Hi Tonja,
given your example, I understand that you only have two replicates per class: two treated and two controls. If that's the case, then you cannot include both the known batch effect and a factor of RUV because you don't have enough degrees of freedom in the model.
In fact, what do you mean here by batch? The design that you are describing seems a paired design to me, i.e., you have two _pairs_ of treated, control experiments. You may want to take advantage of that in your analysis, by specifying a paired design in edgeR (see chapter 3.4 of the edgeR User's guide).
A minimal example would be:
expt <- factor(c(1, 1, 2, 2))
treatment <- factor(c("t", "c", "t", "c"))
design <- model.matrix(~expt+treatment)
Note that if you do that, you need to estimate three regression coefficients: for the intercept, for experiment (batch), and for treatment. Then you need to estimate the variance as well. Hence, you don't have any degrees of freedom left (4 observations, 4 parameters). And it is not possible to add any additional factor in the design, i.e., you cannot use RUV in this case.

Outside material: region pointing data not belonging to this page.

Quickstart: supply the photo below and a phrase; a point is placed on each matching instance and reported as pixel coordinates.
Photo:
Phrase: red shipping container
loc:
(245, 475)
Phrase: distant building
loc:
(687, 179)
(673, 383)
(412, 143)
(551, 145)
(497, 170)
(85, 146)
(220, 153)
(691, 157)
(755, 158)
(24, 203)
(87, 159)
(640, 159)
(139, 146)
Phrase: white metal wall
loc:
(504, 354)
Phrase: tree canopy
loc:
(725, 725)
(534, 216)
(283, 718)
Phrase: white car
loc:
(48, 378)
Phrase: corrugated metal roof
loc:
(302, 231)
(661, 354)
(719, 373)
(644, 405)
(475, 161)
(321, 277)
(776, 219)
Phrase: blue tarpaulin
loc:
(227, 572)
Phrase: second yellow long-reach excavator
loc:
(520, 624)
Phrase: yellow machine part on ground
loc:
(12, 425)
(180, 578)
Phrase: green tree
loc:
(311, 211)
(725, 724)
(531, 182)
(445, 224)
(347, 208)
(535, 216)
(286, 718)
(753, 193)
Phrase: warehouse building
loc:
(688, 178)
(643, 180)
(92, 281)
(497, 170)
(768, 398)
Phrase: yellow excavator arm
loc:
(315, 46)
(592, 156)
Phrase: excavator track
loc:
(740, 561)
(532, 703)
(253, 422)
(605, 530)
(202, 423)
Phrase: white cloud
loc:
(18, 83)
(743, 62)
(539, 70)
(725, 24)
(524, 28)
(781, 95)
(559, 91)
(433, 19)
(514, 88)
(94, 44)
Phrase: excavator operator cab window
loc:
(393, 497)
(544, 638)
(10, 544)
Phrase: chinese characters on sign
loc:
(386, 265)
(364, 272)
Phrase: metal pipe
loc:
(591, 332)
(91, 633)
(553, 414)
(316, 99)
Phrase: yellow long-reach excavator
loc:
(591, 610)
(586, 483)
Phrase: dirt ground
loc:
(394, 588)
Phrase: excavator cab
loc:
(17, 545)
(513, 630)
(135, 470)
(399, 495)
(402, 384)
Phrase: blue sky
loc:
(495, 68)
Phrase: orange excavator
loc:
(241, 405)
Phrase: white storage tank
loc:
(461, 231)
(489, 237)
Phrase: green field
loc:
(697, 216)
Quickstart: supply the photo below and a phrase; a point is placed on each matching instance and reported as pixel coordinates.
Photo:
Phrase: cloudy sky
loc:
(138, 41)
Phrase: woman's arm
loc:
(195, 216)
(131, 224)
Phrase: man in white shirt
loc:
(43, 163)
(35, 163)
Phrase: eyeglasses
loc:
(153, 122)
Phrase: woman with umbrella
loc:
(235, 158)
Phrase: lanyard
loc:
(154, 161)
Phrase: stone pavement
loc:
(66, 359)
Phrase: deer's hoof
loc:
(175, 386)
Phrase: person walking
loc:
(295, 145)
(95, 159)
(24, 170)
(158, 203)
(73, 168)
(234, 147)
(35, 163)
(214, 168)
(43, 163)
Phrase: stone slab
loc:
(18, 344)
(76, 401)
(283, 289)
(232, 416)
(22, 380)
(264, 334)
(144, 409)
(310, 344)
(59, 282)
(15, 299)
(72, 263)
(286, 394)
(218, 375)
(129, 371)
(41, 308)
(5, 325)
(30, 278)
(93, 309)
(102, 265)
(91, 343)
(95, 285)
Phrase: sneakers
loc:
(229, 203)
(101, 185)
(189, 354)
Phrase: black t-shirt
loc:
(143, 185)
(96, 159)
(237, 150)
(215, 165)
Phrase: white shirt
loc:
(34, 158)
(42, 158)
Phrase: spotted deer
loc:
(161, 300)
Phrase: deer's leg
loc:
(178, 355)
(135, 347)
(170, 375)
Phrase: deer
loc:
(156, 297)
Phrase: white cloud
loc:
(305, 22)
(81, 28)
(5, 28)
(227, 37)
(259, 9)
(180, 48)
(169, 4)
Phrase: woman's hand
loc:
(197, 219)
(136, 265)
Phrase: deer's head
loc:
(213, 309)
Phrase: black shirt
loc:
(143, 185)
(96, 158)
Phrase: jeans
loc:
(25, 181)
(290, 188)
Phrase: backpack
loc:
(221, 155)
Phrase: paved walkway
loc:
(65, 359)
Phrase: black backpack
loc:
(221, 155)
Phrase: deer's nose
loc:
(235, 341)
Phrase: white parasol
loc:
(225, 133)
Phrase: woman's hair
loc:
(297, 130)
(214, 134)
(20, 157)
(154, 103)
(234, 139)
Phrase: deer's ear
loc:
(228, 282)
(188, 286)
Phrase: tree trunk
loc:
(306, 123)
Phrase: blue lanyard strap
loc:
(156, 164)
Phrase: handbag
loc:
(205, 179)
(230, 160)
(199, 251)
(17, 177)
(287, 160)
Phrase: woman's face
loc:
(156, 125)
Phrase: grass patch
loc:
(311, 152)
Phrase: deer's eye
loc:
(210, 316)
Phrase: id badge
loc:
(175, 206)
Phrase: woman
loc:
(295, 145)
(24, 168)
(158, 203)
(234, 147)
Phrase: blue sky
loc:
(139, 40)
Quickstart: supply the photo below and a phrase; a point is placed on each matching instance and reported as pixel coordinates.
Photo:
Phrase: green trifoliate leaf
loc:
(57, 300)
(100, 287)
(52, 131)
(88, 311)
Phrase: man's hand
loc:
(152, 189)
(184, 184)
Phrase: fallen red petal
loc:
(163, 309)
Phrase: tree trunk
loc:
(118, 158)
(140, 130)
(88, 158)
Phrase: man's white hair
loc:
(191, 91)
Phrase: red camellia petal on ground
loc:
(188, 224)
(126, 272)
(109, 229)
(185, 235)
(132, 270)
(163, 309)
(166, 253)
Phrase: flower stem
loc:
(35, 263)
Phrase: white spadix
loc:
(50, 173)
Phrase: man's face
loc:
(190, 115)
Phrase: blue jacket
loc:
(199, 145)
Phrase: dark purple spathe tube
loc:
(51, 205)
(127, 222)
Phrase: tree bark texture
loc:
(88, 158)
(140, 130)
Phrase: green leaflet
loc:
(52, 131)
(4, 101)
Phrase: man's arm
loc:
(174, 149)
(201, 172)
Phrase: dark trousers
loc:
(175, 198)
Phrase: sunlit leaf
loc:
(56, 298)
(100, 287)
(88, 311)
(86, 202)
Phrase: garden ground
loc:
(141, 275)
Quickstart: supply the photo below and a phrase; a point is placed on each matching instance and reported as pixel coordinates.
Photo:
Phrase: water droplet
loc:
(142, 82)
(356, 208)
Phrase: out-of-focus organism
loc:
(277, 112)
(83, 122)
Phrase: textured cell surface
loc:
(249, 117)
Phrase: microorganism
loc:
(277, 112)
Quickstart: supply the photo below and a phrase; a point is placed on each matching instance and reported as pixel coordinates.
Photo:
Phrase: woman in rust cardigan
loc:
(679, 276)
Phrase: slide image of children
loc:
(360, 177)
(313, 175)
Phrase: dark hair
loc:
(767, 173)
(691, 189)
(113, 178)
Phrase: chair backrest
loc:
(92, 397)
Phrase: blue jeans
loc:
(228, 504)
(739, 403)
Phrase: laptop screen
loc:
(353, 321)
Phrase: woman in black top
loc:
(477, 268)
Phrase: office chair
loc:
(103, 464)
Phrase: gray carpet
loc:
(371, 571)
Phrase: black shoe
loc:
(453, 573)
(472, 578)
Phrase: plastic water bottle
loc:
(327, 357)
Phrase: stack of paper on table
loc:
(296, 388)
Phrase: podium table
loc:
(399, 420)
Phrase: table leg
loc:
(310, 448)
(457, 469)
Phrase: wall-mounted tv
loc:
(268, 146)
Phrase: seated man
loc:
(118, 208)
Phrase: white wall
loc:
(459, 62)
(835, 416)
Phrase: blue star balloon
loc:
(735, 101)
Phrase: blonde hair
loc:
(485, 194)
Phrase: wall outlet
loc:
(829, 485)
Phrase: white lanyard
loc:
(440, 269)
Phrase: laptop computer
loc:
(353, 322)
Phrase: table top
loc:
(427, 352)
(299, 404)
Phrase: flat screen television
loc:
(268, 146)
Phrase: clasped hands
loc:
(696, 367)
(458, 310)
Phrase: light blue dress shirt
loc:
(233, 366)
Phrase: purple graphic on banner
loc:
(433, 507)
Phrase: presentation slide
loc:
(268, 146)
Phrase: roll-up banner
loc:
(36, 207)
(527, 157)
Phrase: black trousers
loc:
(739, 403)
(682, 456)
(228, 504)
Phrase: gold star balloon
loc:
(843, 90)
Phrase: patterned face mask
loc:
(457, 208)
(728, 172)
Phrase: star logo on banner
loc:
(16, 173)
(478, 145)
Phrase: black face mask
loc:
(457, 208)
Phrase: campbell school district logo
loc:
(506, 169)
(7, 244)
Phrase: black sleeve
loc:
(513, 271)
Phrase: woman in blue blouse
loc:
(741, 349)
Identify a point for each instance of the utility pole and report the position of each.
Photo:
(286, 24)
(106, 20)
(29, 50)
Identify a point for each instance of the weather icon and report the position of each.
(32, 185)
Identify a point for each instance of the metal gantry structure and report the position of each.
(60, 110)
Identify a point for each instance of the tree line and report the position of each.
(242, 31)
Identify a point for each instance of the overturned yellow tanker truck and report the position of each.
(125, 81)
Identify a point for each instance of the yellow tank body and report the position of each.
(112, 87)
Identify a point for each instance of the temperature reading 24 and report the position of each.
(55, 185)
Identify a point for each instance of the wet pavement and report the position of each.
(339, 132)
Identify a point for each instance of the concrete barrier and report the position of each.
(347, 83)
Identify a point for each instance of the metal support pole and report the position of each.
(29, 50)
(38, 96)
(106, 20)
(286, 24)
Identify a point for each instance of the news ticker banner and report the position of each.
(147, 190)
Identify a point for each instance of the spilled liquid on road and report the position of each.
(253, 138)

Obviously, you could drop the expt variable, and use one factor from RUV instead, but it seems to be a better strategy in this case to make use of the information that the samples are paired.
I guess I did not express myself well enough. The minimal example for edgeR analysis is clear for me and you got it right: Ctl1 and Trt1 were processed together, and Ctl2 and Trt2 together: so the bach effect would be between the first pair of treated/control and the second pair.
If that's the case, then you cannot include both the known batch effect and a factor of RUV because you don't have enough degrees of freedom in the model.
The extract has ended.